The Millennium Development Goals are set to improve the lives of the world’s poorest people by 2015, as 180 leaders agreed in 2000.
The eight goals range from policies on education and health to gender equality and the environment. With two years remaining, Transparency International, the global anti-corruption organization, will be convening a panel to discuss why strong anti-corruption policies are necessary in helping to accomplish these goals. The event will be co-hosted by the UN Office on Drugs and Crime and the UN Development Program. As of now, the Millennium Development Goals do not include any commitments toward anti-corruption, and the panel will examine why these policies should perhaps be included.
Transparency International does not believe these goals will be reached if anti-corruption policies remain excluded from the list. According to their website, “Corruption and good governance were not included in this list, one of the reasons why Transparency International believes many of the eight goals will go unmet.”

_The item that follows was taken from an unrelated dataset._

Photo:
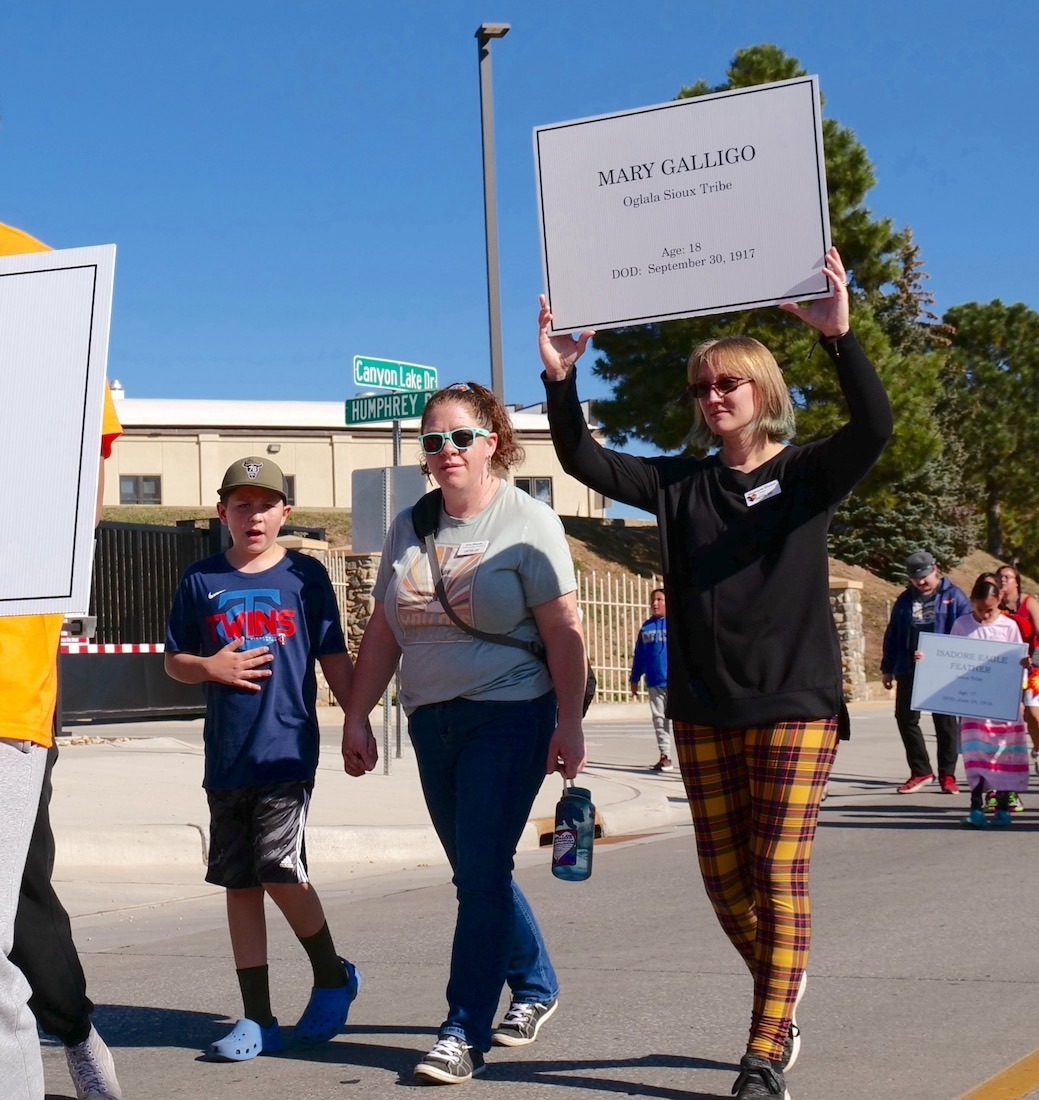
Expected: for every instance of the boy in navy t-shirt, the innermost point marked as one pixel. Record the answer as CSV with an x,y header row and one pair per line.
x,y
249,625
651,661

Perhaps the best way to ensure the goals succeed is to maintain good governance in all the included sectors–education, health, and water, etc.–working together to prevent corruption. Access to information and participation from the citizenry is necessary in allowing the people to monitor and ensure fair governance.
Niger proves as an example that governance and corruption cannot be forgotten in the fight against poverty. This February, judicial authorities arrested about 20 doctors who were suspected of embezzling a donor’s funds after an investigation of some USD $1.5 million donated between 2007 and 2010. The donor, an alliance called GAVI, is demanding that the misused funds be returned. Because certain services will be halted without these funds, Nigerian children in need of health services suffer.
It is clear that all the Millennium Development Goals are related to each other in one way or another. And to accomplish them accordingly, it is vital that the policies can work off one another. Poverty, gender violence, and the like, cannot be combated if corruption still exists.